MARTIN LUTHER KING

Black is toujours beautiful

Martin Luther King
Par Mustapha Boutadjine
Paris 2000 – Graphisme-collage, 120 x 90 cm

Le rêve

Par Mgr Jacques Gaillot
Évêque de Partenia

Passionné de justice et de paix, Martin Luther est vite devenu un héros national.
En 1983, suprême honneur, un jour férié lui est consacré aux États-Unis : le « Martin Luther King Day ». Seul, jusqu’ici, George Washington, premier président du pays, avait eu cet honneur. Né en 1929, Martin Luther est très vite confronté à l’inégalité raciale et il fait le rêve de voir s’instaurer un jour l’égalité entre les êtres humains.
Le 28 août 1963, à Washington, devant 250 000 « pèlerins de la liberté », il s’écrie : « Je rêve qu’un jour les fils des anciens esclaves et les fils des anciens propriétaires puissent s’asseoir à la même table, la table de la fraternité. »
Sur la célèbre place de Washington, a-t-il imaginé un instant qu’un Noir pourrait gravir les marches de la Maison-Blanche et devenir le premier président noir des États-Unis ?
En 1950 – il a vingt-et-un ans – le jeune pasteur découvre les œuvres de Gandhi, avec cette parole lumineuse :
« L’avenir est à ceux qui pratiquent la vérité et l’amour. »
« Ce principe, dit-il, devint l’étoile directrice de notre mouvement.
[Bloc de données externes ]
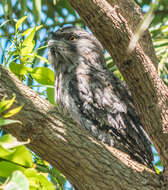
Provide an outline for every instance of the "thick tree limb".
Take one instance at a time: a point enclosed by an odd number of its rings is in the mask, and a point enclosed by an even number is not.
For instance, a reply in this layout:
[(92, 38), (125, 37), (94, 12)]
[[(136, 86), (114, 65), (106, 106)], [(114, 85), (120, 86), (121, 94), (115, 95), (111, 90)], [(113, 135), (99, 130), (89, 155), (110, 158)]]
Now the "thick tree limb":
[(0, 84), (1, 98), (15, 93), (18, 104), (24, 104), (14, 117), (23, 125), (6, 130), (22, 140), (30, 138), (31, 150), (58, 168), (77, 189), (162, 189), (158, 175), (97, 142), (2, 66)]
[(145, 31), (128, 53), (130, 39), (142, 19), (133, 0), (69, 0), (109, 51), (129, 86), (144, 125), (163, 165), (168, 167), (168, 88), (157, 73), (151, 37)]

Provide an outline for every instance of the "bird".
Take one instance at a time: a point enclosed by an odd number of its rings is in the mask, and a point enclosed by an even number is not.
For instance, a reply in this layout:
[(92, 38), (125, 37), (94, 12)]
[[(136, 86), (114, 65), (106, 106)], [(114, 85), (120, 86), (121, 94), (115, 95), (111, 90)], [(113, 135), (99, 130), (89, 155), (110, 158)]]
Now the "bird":
[(55, 103), (94, 138), (154, 170), (151, 140), (126, 83), (106, 66), (104, 48), (85, 29), (51, 32), (48, 60), (55, 71)]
Le Christ donnait l’esprit, Gandhi fournissait la méthode. »
Dès lors, il va utiliser cette stratégie qu’il inaugure à Montgomery, sa propre ville. Dans un autobus, une Noire, Rosa Parks, refuse de céder sa place à un Blanc comme l’exige la loi. Elle est arrêtée.
Le pasteur invite son peuple à boycotter les autobus. La grève dure 382 jours. La compagnie de transports frôle la faillite. Finalement, la Cour suprême des États-Unis déclare non constitutionnelle la ségrégation dans les autobus.
L’action s’étend à tout le pays : des groupes de Noirs viennent s’asseoir dans tous les lieux réservés aux Blancs, restaurants, magasins, banques, cinémas.
Ils sont souvent injuriés, matraqués, en butte aux chiens policiers et aux lances d’incendie.
Le pasteur King est menacé au téléphone de jour comme de nuit ; sa maison est dynamitée et son église incendiée.
À ses adversaires, il répond : « À votre force physique, nous opposerons la force de nos âmes.
Faites-nous tout ce que vous voudrez et nous vous aimerons encore… »
L’immense héritage que nous laisse le champion de l’égalité raciale a été scellé par son sang.
De la fenêtre de son hôtel, à Memphis, il fut blessé mortellement par balle. C’était le 4 avril 1968.
Le rêve venait de se briser. Une grande voix s’éteignait. Le monde se retrouvait orphelin.
Mais de partout, des hommes et des femmes se sont levés pour reprendre le flambeau de la lutte pour l’égalité entre les humains. Le rêve de la fraternité humaine ne peut pas mourir.
Demain est à faire.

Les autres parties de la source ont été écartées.